GNOME supports my trackpad better than Windows and, dare I say it, macOS does. As in, it literally supports trackpad gestures and inputs that Apple doesn't, and it's actually really smooth and responsive.

You can right-click-drag, and you can middle click. macOS doesn't support either one of these, and Windows only supports assigning a bottom-right quadrant of the trackpad to right-clicking.


GNOME has the fatal flaw that you can't configure trackpad scroll sensitivity. That means, if your trackpad is too sensitive out of the box, GNOME is simply unusable. Every laptop I've used in the past many years (a couple of Dells and a Mac) have had touch pads with too sensitive scrolling in GNOME.

It's fine in Sway or KDE, as they have scroll sensitivity settings.


> GNOME has the fatal flaw that you can't configure trackpad scroll sensitivity.

Oh, I got bitten by that actually. I ended up just configuring Firefox since that was the main app I used, but most apps aren't Firefox and don't have settings for things that they would expect to be handled by your WM/DE/DM.


AFAIK it is a fundamental GTK problem, so Sway or KDE can only circumvent it for GTK apps.


I don't believe it's a fundamental GTK problem. When you scroll, the Wayland compositor sends scroll events to the app, with a float for the delta. KWin and Sway have an option to let you multiply that delta with a constant; multiply it by 0.5 and you have halved your scroll speed. GNOME doesn't have such an option.

GTK may have other scroll issues as well (I recall seeing some stuff about that, though I don't remember the details), but there is definitely stuff the compositor can do.
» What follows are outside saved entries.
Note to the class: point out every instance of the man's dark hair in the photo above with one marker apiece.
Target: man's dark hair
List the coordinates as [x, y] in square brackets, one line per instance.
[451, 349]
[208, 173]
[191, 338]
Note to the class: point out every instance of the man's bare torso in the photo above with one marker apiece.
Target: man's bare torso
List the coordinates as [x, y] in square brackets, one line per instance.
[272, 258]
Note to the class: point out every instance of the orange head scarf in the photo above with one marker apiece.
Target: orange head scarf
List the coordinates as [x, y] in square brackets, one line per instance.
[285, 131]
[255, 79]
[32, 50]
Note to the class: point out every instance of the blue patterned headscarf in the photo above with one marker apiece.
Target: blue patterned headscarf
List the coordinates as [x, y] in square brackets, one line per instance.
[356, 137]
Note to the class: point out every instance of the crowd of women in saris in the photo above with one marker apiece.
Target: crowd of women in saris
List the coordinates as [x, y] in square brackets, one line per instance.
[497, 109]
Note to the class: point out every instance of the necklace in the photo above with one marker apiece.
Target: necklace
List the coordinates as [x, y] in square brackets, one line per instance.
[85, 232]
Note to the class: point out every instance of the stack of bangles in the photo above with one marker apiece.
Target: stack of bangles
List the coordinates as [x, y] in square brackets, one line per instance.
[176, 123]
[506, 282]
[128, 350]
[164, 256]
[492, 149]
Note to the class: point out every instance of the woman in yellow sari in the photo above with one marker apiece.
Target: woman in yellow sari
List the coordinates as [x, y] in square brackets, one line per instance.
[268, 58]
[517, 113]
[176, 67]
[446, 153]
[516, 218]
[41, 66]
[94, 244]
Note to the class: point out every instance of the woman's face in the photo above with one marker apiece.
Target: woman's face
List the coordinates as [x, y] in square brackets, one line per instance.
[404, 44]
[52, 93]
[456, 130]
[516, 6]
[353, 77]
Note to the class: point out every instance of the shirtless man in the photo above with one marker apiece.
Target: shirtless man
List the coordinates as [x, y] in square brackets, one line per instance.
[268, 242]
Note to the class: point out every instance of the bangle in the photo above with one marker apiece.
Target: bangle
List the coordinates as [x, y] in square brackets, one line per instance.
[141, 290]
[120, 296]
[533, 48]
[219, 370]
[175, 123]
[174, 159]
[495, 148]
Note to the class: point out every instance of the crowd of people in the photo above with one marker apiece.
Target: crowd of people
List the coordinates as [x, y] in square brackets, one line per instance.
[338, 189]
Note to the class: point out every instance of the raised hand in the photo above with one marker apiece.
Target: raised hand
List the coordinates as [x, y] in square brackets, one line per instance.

> When you scroll, the Wayland compositor sends scroll events to the app, with a float for the delta

GTK works through a bunch of heuristics and in-built multipliers, but the fundamental problem is that scroll effect depends on the “weight” of the content itself — kinematic scrolling is unfortunately quite missing from linux desktop, AFAIK. But do correct me if you know better, I’m not too well versed in that.


I wish there was an equivalent to "better touch tool" for linux, that program adds so many trackpad/other peripheral shortcuts and gestures it's crazy and doesn't involve editing config files from a wiki and half a dozen stack overflow pages.